A young protoplanet twice the size of Earth could have hit Uranus in the formation of the solar system some 4 billion years ago. The collision can help explain the odd tilt of the gas giant as well as illuminate other features of the planet. ( NASA / JPL-Caltech )
A young Uranus was hit in the early days of the Solar System by a large object about twice the size of the Earth, as the results of a new study have shown [1
Uranus hit by young protoplanets twice the size of planet Earth
In the new study published in The Astrophysical Journal Jacob Kegerreis from the Institute of Computational Cosmology at Durham University and colleagues used a powerful supercomputer to Perform simulations of different impact scenarios that mimic the conditions that shaped the evolution of Uranus.
The results corroborated the results of a previous study stating that the inclined position of the ice giant was due to a collision with a massive object, while the solar system formed about 4 billion years ago. The object was possibly a young protoplanet, about twice as massive as the earth and made of rock and ice.

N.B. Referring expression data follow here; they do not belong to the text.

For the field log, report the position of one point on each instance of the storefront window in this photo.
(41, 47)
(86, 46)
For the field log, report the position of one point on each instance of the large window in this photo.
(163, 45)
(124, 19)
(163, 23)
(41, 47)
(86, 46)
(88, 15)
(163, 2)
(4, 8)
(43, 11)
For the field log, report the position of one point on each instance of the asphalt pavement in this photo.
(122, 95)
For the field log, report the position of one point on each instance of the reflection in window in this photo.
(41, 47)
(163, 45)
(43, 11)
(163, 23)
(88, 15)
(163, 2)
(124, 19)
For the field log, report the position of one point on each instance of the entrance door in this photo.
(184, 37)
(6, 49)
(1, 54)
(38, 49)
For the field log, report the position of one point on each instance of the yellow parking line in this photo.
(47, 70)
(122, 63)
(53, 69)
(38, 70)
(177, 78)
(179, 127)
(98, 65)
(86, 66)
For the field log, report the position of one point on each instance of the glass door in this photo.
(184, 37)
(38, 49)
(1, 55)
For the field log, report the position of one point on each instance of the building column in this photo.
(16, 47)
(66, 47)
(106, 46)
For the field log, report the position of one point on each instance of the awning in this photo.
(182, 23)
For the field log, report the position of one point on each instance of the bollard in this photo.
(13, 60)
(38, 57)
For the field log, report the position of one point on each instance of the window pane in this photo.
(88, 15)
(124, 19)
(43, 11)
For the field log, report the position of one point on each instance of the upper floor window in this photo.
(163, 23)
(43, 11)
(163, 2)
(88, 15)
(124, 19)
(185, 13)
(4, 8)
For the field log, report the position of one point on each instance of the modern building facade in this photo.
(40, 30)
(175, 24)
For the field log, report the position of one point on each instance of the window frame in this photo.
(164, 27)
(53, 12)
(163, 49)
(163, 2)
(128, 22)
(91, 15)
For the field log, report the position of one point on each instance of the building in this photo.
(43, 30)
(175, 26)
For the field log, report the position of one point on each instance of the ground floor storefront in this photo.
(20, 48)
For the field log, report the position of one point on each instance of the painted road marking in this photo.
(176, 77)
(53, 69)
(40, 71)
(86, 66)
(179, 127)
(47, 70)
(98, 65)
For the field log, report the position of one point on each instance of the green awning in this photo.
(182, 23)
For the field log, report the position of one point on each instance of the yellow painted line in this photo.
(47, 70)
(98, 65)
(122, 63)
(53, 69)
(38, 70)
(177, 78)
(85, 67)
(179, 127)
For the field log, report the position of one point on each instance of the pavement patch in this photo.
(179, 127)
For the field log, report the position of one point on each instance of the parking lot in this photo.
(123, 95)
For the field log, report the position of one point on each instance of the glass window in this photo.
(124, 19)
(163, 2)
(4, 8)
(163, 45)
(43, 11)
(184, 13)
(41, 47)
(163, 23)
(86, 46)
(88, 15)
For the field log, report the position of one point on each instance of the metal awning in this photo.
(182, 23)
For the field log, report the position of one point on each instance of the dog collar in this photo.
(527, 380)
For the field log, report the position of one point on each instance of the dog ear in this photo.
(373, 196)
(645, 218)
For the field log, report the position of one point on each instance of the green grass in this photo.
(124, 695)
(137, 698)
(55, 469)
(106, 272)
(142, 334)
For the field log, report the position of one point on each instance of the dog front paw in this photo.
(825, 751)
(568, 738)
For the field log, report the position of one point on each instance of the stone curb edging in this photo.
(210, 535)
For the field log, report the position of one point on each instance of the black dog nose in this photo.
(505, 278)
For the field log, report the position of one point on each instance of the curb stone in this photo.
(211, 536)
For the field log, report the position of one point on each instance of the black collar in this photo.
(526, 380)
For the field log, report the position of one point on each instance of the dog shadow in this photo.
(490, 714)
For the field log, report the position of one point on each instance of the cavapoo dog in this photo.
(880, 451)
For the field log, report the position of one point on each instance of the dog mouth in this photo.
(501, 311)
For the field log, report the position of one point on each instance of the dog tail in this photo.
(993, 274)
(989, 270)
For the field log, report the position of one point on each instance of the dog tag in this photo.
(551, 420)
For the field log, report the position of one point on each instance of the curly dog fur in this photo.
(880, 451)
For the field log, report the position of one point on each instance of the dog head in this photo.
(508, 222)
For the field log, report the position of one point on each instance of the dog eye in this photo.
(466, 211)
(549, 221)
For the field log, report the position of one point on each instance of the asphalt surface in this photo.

"The young Uranus was involved in a cataclysmic collision with an object of the Earth's double mass, if not greater, knocked on his side and the events that contributed to the planet we see today created, "said Kegerreis in a statement.
Other Effects of Collision
The computer simulations also indicated that the debris of the impactor could form a thin shell near the edge of the Uranus ice sheet and trap heat from the core of the planet. The trapping of internal heat could help explain the extremely cold temperature of the iceberg's outer atmosphere, which scientists estimate at about -357 degrees Fahrenheit.
"Most of the material from the rocky core of the impactor falls into the core of the target." The researchers wrote in their July 2 study, "For higher angular momenta, however, significant amounts of anisotropic clumps are embedded in the ice sheet."
The results also provided an explanation for the formation of uranium rings and moons. The simulations suggest that the impact could have thrown rock and ice into orbit around the planet. These debris of rock and ice could then have formed into lumps that would become the planet's inner satellites and possibly alter the rotation of moons already orbiting the planet.
The computer simulations also showed that the event resulted in the formation of molten ice and clumps of rocks within the planet that could explain the inclined and off-center magnetic field of Uranus.